L’altra faccia della Notte bianca: droga, alcol e musica da sballo

L’altra faccia della Notte bianca: droga, alcol e musica da sballo

La Notte bianca di Genova, col passare delle ore si è trasformata in notte da incubo. Una bella, tranquilla e piacevole serata per le famiglie e i meno giovani che dalle prime ore del pomeriggio fino alle 24 circa hanno affollato le strade del centro cittadino; notte più burrascosa e travagliata invece, quella che hanno vissuto il popolo di giovani e giovanissimi che da mezzanotte fino all'alba hanno partecipato alle manifestazioni di musica tecno-house che contemporaneamente si sono svolte ai giardini Baltimora e in piazza Piccapietra.
Quei rave-party che spesso e in tutta Italia vengono organizzati abusivamente, esattamente come quelli (stesso tipo di DJ alla consolle e stessa gente a ballare la loro musica) che il Comune di Genova ha autorizzato a svolgere durante la notte bianca e che hanno fatto «sballare» tanta gente ma provocato danni e feriti.
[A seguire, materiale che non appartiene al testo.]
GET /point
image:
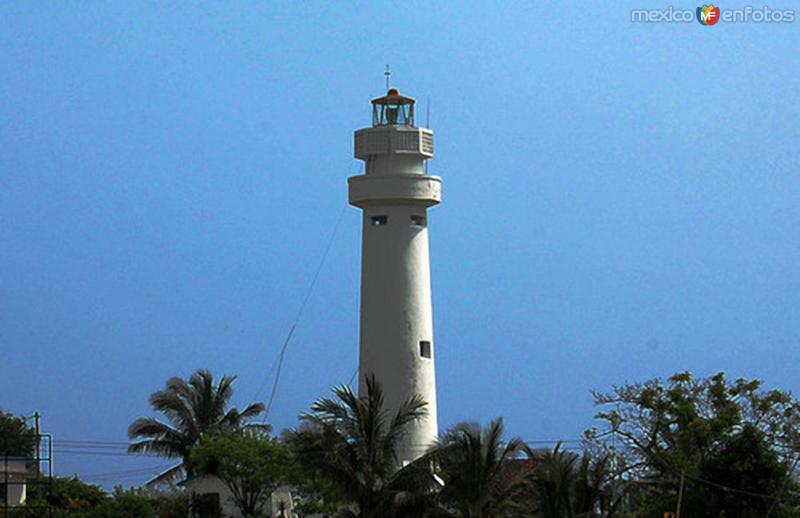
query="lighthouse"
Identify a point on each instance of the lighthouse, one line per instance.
(396, 336)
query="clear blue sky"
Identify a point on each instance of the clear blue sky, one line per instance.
(621, 201)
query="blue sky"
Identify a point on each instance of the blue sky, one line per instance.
(620, 202)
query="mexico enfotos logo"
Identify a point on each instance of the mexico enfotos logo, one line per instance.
(708, 14)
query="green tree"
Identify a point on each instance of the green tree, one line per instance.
(16, 438)
(476, 468)
(352, 443)
(194, 408)
(732, 443)
(252, 465)
(565, 484)
(67, 497)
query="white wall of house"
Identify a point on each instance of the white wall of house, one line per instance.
(13, 474)
(205, 484)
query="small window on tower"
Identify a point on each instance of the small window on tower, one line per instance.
(425, 349)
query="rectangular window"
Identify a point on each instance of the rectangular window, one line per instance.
(425, 349)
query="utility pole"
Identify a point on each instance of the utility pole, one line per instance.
(37, 430)
(680, 495)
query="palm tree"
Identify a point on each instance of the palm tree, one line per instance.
(194, 408)
(483, 477)
(352, 443)
(566, 485)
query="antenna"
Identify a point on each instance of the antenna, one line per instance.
(428, 113)
(427, 123)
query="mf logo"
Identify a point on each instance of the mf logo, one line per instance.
(708, 14)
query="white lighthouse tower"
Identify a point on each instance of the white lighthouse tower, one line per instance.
(397, 344)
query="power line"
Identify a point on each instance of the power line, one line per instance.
(298, 315)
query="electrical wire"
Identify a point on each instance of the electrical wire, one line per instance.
(297, 317)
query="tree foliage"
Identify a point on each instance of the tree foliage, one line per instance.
(194, 408)
(476, 468)
(732, 442)
(352, 443)
(565, 484)
(252, 465)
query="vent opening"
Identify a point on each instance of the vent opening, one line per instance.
(425, 349)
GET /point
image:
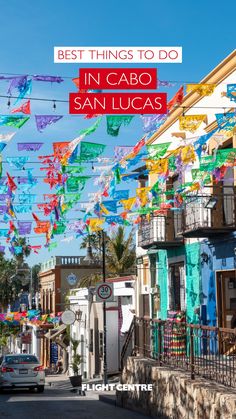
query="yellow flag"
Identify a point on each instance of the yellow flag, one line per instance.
(157, 166)
(128, 203)
(191, 122)
(203, 89)
(104, 209)
(188, 154)
(95, 224)
(142, 194)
Le testimonianze dirette di chi ha partecipato a tali eventi sono inequivocabili: Gabriele 17 anni: «Si sa che quando suonano questa musica girano alcol, fumo, pastiglie e coca ma nessuno ci fa caso e a noi va bene così»; Massimo 20 anni: «Fino a una certa ora poco alcol ma da mezzanotte in poi alcol a fiumi, sono ancora ciucco adesso»; Magdalena 16 anni: «Forse ho esagerato col rhum perché verso le 4 sono svenuta, ricordo solo che sono venuti a prendermi i miei genitori all'ospedale, per un po’ mi sa che non mi faranno uscire». «In piazza Piccapietra - spiega Paolino - verso le 3 sono scoppiate le prime risse e sono andato a casa».
Ma chi vendeva tutto questo alcol (tralasciando lo smercio di sostanze stupefacenti gestito da chiunque e pressoché incontrollabile) anche a ragazzi di 15 anni? Lo hanno fatto tutti e alla luce del sole, ai giardini Baltimora per esempio erano allestiti almeno tre bar che da una certa ora in poi hanno cominciato a distribuire superalcolici e a un certo punto, in piazza Piccapietra sono arrivati tre camion che hanno cominciato a vendere birra e quant'altro fino alle 7 del mattino.
Di conseguenza e a conferma di ciò, soprattutto parlano chiare le statistiche dei principali ospedali cittadini, il Galliera e il San Martino che hanno confermato un notevole aumento di ricoveri rispetto le altre serate. «Comunicheremo in seguito - spiega il direttore del pronto soccorso, Cremonesi - i dati ufficiali ma posso fin d'ora confermare che dalle ore 24 di sabato scorso, rispetto le altre serate e gli altri week end, sono notevolmente aumentati i ricoveri di molte persone in coma etilico o overdose da sostanze stupefacenti, molte della quali minorenni, oltre a contusi e traumatizzati di vario genere».
Al San Martino, il personale di turno sabato notte (4 infermieri, 2 uscieri e 3 barellieri) conferma che nella nottata di sabato si è registrato un notevole aumento di ricoveri presso i rispettivi pronto soccorso di persone in coma etilico o per sostanze stupefacenti, molti contusi o aggrediti durante i concerti.
Addirittura, numerosi testimoni raccontano di due persone accoltellate in piazza Piccapietra (una molto probabilmente ricoverata al pronto soccorso del Galliera). Ma il dato che fa pensare e lascia perplessi e che, in entrambi gli ospedali, la maggior parte di persone ricoverate dalle 1 in poi erano minorenni. Lo testimoniano, indirettamente ma clamorosamente, anche You Tube o Face Book, con i loro vari filmati (se ne contano già a decine) dove si può vedere direttamente tutto.